Dear Fellow Milton Residents,

Like Bill Murray in the 1993 comedy film "Groundhog Day", I awaken during local election season and I am caught in the same story - being challenged in my campaign for Moderator by Diane Agostino. I can almost hear many of you uttering a collective "oh no, not again"!

But, yes it is true - just no Punxsutawney Phil in this cast.

Certainly it is Diane's right to run over and over again, but it doesn't make it easy for me or many of you. Campaign's take time, money and energy. It is not easy to keep asking for help. However this year there is a one BIG CHANGE - this term will be for THREE YEARS - not one! Hooray! You are guaranteed no one will be asking for your help in a Moderator's campaign during the next two election seasons. Who knows, maybe we can break Milton's own "Groundhog day" experience? Well a t least we'll have a two year break.

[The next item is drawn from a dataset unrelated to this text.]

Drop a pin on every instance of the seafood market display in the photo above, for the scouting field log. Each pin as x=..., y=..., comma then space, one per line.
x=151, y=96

This year I still need and would much appreciate just a little help!

I know this year there are many contested races in Milton (nine) and many of you are stretched thin helping other efforts. I would humbly ask you to consider helping with one or more of the following. Please Consider:

1) Voting for my re-election on April 24th,
2) Forwarding this note via email to those Milton residents you can,
3) Holding a sign at the polls on Election Day for 30-90 minutes. (Signs will be at all the polling places),
4) Sending a modest donation to "Brian M Walsh for Moderator" 56 Pleasant Street.

If you would like a note with information about why I believe I have earned your support, just respond to this email and ask.

Thank You for your consideration for my campaign.

Warm Regards,

Brian M. Walsh, Moderator

Is this respectful of fellow candidate or insulting?

--------------------------------------------------------------------------------

12:54 AM  
Blogger Philip Mathews said...

I don't see anything disrespectful in Brian Walsh's email.

In fact, it seems a stretch to suggest it is.